Parler d’« explosion de l’intelligence » peut susciter des fantasmes : du robot apocalyptique « Skynet » au rêve d’une humanité propulsée au rang d’espèce multiplanétaire. Dans les faits, la plupart des scénarios réalistes se situent entre un slow take-off maîtrisé et un fast take-off nettement plus troublant. Mais ce qui est sûr, c’est que le sujet n’est plus purement spéculatif. Les meilleurs laboratoires d’IA se concentrent de plus en plus sur l’automatisation de leurs propres processus de R&D, les percées scientifiques réalisées grâce à des IA deviennent plus fréquentes et des projets internationaux inspirés de CERN ou d’Intelsat sont à l’étude.
Nous avons mis des millénaires à développer l’agriculture, des siècles à maîtriser l’électricité, et des décennies à déployer l’internet. Nous pourrions bientôt vivre dans un monde où des avancées équivalentes se produisent en quelques années, voire quelques mois. Face à cette accélération vertigineuse, c’est notre relation même au temps qui se trouve bouleversée. Depuis l’aube de la conscience humaine, notre espèce a vécu dans un monde où les transformations profondes s’inscrivaient dans la durée — le temps long des générations et des civilisations. Nos institutions, nos modes de pensée, notre psychologie collective se sont tous façonnés dans ce rapport patient à la temporalité.
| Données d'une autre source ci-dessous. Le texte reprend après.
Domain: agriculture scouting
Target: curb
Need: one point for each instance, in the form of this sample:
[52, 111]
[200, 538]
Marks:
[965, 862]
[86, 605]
L’explosion de l’intelligence annonce une rupture fondamentale dans cette expérience anthropologique fondamentale. Que deviendra notre conscience historique lorsque chaque mois pourrait apporter une révolution comparable à celle de l’imprimerie ? Comment maintenir une continuité dans notre récit collectif quand l’horizon du futur se rapproche à une vitesse inédite ? Notre capacité à donner du sens, à digérer intellectuellement et émotionnellement les changements, pourrait devenir le véritable goulot d’étranglement de cette explosion à la temporalité post-humaine. Dans ce nouveau paradigme, la sagesse ne consistera peut-être plus à accumuler des connaissances, mais à développer une nouvelle façon d’habiter le temps. Peut-être développerons-nous une forme d’élasticité temporelle — une capacité à naviguer entre l’instantané et l’éternel, entre l’accélération des transformations quotidiennes et des pauses, contemplatives, données aux questions qui nous habitent par-delà le temps. Peut-être l’infinie vitesse, en devenant virtuellement irrattrapable, nous poussera-t-elle dans la durée profonde des espaces philosophiques et poétiques ?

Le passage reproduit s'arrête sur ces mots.